Pria yang akrab disapa Aa Iki ini juga, meminta kepada Kementrian Luar Negeri untuk serius melakukan pendampingan terhadap warganya yang mengalami kebutaan yang diduga diakibatkan oleh penyiksaan yang dilakukan majikanya, agar mendapatkan keadilan.
“Tentunya ini harus ditangani serius oleh Pemerintah Pusat (Kemenlu RI) dan saya yakin Pemerintah pusat juga paham, akan pentingnya menjaga martabat WNI di luar negeri. Kita sebagai warga Indonesia harus bisa lebih dihargai di luar negeri, dan ini salah satu kesempatan untuk bisa membuktikan bahwa Indonesia negara yang kuat, bermartabat,” imbuhnya.
Sementara itu, Direktur Perlindungan WNI, Kementrian Luar Negeri, Judha Nugraha, mengatakan, bahwa pihaknya telah menidaklanjuti informasi serta laporan dari Anggota DPR RI tersebut, yakni dengan telah melakukan kunjungan kekediaman Daini yang menjadi korban penyiksaan, untuk melakukan penggalian informasi mengenai majikan dan kronologi untuk melengkapi informasi yang akan digunakan KBRI Riyadh dalam proses hukum.
“Kemenlu RI sudah menemui korban (Daini-red), dan melakukan penggalian informasi mengenai majikan dan kronologi untuk melengkapi informasi yang akan digunakan KBRI Riyadh dalam proses hukum.

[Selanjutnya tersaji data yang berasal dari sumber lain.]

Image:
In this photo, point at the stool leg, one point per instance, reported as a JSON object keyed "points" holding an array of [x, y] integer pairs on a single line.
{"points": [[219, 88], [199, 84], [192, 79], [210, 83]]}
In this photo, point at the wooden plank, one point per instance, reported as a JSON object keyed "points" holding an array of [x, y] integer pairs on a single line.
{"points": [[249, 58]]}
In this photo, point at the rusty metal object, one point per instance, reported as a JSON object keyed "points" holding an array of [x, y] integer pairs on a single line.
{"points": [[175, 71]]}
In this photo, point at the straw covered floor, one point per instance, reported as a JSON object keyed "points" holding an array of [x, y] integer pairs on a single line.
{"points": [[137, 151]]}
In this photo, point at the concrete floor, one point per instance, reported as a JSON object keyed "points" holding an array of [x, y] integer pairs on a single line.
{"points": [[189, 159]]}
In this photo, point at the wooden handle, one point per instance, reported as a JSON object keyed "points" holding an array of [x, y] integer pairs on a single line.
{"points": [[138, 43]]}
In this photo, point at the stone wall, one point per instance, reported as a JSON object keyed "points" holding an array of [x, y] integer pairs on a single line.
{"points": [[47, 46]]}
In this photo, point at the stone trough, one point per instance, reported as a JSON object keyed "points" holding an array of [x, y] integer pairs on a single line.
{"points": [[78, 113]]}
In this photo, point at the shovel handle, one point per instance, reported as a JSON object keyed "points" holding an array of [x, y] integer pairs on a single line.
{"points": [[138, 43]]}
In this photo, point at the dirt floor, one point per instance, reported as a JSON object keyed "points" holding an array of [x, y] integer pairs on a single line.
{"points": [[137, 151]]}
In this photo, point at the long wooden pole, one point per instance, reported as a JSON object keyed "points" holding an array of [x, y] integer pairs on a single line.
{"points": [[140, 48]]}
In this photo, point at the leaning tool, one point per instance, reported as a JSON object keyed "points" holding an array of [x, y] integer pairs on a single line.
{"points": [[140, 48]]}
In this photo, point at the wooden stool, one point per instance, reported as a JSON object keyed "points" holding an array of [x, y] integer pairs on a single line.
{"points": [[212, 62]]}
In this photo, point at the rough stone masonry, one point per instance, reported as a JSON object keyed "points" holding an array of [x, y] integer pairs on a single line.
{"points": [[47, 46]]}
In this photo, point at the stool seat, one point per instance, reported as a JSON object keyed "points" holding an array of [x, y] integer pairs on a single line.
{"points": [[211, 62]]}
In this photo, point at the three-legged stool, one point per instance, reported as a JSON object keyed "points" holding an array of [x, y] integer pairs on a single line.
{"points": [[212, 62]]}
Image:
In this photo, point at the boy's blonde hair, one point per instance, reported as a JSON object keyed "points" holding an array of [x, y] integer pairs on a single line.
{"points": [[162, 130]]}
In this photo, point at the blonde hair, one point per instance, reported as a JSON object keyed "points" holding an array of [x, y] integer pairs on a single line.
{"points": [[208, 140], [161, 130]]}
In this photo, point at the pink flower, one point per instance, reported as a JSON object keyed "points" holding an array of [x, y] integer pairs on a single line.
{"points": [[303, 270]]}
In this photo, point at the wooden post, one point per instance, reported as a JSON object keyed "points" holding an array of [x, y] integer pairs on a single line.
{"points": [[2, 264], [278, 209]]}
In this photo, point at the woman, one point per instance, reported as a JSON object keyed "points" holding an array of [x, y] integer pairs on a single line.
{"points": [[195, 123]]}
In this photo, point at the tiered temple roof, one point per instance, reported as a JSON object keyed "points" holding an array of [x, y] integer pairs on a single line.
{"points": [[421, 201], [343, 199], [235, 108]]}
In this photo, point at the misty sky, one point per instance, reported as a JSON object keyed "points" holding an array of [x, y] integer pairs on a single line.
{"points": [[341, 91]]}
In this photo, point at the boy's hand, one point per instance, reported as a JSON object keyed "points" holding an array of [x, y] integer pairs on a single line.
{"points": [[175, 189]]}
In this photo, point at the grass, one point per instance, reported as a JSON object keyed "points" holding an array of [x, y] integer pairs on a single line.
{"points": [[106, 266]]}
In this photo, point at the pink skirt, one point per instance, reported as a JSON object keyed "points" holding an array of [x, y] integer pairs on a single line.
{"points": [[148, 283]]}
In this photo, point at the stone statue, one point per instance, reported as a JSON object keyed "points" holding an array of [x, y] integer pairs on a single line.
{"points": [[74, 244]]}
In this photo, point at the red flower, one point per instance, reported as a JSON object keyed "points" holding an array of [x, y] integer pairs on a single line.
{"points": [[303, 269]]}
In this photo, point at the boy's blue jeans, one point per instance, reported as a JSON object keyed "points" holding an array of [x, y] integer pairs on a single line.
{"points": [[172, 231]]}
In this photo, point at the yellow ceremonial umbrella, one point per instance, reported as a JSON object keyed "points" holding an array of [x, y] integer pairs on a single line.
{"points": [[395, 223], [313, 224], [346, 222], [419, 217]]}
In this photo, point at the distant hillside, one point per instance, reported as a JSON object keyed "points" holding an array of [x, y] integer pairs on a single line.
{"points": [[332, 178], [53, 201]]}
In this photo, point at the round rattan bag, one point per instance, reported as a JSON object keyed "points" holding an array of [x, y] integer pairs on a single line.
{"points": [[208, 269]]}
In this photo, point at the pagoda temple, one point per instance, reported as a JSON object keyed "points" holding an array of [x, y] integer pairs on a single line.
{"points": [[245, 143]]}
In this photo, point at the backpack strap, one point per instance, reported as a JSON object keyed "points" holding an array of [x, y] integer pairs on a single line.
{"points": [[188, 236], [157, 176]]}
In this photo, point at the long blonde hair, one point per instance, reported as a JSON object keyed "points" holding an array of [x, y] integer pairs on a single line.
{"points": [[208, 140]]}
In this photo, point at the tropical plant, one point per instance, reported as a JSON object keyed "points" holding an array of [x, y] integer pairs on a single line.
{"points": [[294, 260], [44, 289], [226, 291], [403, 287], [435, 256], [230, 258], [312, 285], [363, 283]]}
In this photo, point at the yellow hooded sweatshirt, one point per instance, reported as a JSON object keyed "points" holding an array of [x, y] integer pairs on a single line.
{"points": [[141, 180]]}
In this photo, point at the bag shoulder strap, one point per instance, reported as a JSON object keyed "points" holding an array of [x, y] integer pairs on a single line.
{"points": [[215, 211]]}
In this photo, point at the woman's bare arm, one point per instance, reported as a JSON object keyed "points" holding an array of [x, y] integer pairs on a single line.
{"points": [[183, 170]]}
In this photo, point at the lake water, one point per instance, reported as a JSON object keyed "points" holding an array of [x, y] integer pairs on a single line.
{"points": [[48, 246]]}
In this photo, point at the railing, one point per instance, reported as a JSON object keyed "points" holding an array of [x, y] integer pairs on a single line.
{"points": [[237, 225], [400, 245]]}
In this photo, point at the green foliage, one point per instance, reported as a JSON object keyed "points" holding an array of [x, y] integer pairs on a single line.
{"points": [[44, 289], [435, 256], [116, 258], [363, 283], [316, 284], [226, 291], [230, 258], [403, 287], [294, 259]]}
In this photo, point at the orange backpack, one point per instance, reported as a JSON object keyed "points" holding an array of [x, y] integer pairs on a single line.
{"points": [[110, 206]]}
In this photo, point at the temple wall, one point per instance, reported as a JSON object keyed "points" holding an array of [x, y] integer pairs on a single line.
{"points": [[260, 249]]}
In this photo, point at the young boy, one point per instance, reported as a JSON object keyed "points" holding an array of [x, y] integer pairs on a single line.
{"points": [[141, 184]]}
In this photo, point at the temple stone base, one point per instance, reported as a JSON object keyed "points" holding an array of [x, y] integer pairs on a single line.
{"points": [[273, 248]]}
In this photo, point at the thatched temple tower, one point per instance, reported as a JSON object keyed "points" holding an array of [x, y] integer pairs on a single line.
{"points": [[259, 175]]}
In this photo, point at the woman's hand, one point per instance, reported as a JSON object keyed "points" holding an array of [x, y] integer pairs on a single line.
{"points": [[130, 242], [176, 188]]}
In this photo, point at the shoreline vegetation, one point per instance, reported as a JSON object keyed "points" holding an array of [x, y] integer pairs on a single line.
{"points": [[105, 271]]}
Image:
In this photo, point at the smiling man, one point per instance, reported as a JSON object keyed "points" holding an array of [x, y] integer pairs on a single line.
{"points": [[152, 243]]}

Selain itu, kami juga melakukan koordinasi dengan Kepolisian Daerah (Kapolda) Banten untuk proses visum et repertum,” ungkapnya saat dihubungi wartawan.
Selain melakukan penggalian informasi dan berkoordinasi dengan Polda Banten, Judha Nugraha menambahkan, Kemenlu RI melalui KBRI Riyadh telah mengirimkan nota diplomatik dan langsung bertemu dengan Direktur Konsuler Kementerian Luar Negeri Arab Saudi untuk meminta klarifikasi dan penanganan kasus kekerasan yang dialami Daini.
“Kemlu dan KBRI Riyadh telah menunjuk pengacara untuk melakukan langkah-langkah hukum untuk meminta pertanggungjawaban majikan yang diduga telah melakukan penyiksaan terhadap daini,” imbuhnya.